Un projet d'acte délégué de la Commission européenne, qu'Agence Europe a obtenu lundi 6 juillet, détaille les conditions pour élaborer un système de notation commun afin de comparer la performance énergétique et environnementale des centres de données implantés dans l'Union européenne.
L'acte délégué, qui est en cours d'élaboration, sera adopté « dans les prochaines semaines », selon une porte-parole de la Commission. Il contiendra notamment un coefficient d'énergie renouvelable (REF) servant à comparer la performance environnementale des centres de données de l'Union européenne.

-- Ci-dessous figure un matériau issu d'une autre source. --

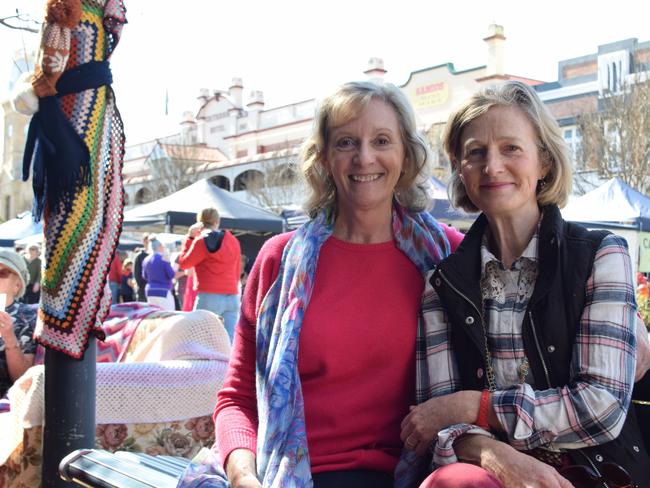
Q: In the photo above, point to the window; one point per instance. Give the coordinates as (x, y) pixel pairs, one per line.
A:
(573, 140)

Selon le document provisoire, l'acte délégué, qui complète la directive (2023/1791) sur l'efficacité énergétique et l'acte délégué (2024/1364) sur le système de notation de l'UE, vise à répondre à l'augmentation croissante des besoins énergétiques des centres de données européens. Ceux-ci, selon les données de l'Agence internationale de l'énergie et du lobby européen de l'électricité, cités par la Commission, représentaient 68 TWh d'électricité en 2024 et pourraient en représenter 114 TWh d'ici 2030.
L'objectif de ce nouvel acte délégué est de réduire la consommation d'eau et d'énergie et de promouvoir l'énergie bas carbone, notamment à travers les réseaux et la réutilisation de la chaleur résiduelle, selon la Commission.

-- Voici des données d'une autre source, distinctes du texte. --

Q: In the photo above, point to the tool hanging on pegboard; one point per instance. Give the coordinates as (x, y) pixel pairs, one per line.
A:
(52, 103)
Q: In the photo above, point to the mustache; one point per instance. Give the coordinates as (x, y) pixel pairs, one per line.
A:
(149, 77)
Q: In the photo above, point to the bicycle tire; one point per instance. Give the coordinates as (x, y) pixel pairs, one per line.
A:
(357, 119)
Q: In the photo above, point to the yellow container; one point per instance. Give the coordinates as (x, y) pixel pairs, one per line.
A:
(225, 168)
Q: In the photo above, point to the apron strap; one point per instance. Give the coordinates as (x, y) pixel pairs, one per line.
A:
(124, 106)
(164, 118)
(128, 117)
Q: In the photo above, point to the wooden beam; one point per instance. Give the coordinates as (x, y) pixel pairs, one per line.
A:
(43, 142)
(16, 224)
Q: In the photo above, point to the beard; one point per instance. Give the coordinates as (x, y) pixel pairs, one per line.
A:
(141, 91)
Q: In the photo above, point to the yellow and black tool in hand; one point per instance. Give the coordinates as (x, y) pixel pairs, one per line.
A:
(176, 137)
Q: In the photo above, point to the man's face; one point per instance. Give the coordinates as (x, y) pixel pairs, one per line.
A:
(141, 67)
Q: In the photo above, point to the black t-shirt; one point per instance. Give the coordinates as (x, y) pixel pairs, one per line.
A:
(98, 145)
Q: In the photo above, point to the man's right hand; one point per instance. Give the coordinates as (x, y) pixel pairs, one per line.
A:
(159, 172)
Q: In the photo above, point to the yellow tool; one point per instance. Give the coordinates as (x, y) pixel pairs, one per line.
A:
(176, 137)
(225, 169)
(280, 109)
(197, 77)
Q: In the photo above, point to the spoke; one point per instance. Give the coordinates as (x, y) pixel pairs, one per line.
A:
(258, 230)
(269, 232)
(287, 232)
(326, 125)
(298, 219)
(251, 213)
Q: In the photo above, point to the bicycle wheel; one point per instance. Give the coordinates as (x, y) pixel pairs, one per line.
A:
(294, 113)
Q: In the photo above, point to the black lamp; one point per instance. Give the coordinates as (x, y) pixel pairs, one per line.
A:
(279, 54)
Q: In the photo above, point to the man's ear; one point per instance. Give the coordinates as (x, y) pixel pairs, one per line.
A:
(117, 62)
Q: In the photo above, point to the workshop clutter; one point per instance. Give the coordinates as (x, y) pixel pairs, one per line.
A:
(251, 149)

Indicateurs de performance publics. Le projet d'acte délégué prévoit que les centres de données soient évalués au moyen d'étiquettes électroniques. Ces étiquettes seront disponibles publiquement dans la base de données européenne dédiée. Cependant, les autres informations et indicateurs de performance transmis aux États membres et à la Commission européenne seront traités comme des données confidentielles.

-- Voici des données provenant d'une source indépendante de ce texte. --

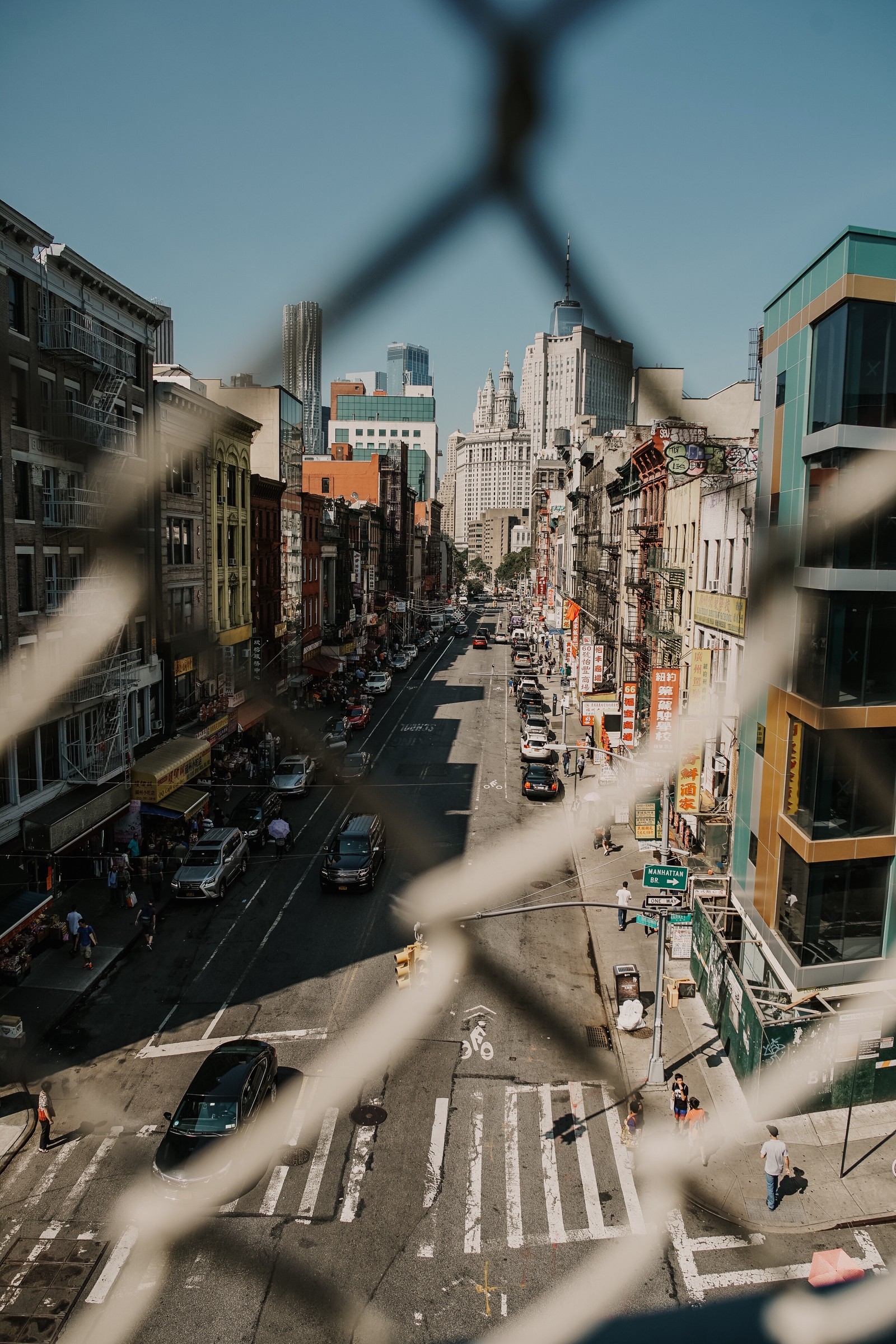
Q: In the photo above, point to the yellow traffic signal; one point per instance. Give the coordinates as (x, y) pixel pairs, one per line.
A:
(405, 967)
(422, 958)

Champ d'application. Le projet d'acte délégué exclut les centres de données opérant exclusivement au service de la défense ou de la protection civile de l'obligation de fournir ces données. Ces dernières seront également fournies volontairement par les exploitants de centres de données dont la consommation électrique installée est inférieure à 500 kW et par les centres qui ne sont pas encore opérationnels. Ces derniers pourront fournir les données de leur première année d'exercice.
Seuils de performance. Les projets d'annexes présentent les seuils de performance énergétique (de A à F) des différents indicateurs de durabilité retenus, c'est-à-dire l'efficacité énergétique et l'utilisation de l'eau. Ceux-ci sont basés sur les données existantes, récoltées dans le cadre de législations antérieures, cela afin d'éviter une charge administrative pour les États membres et les exploitants.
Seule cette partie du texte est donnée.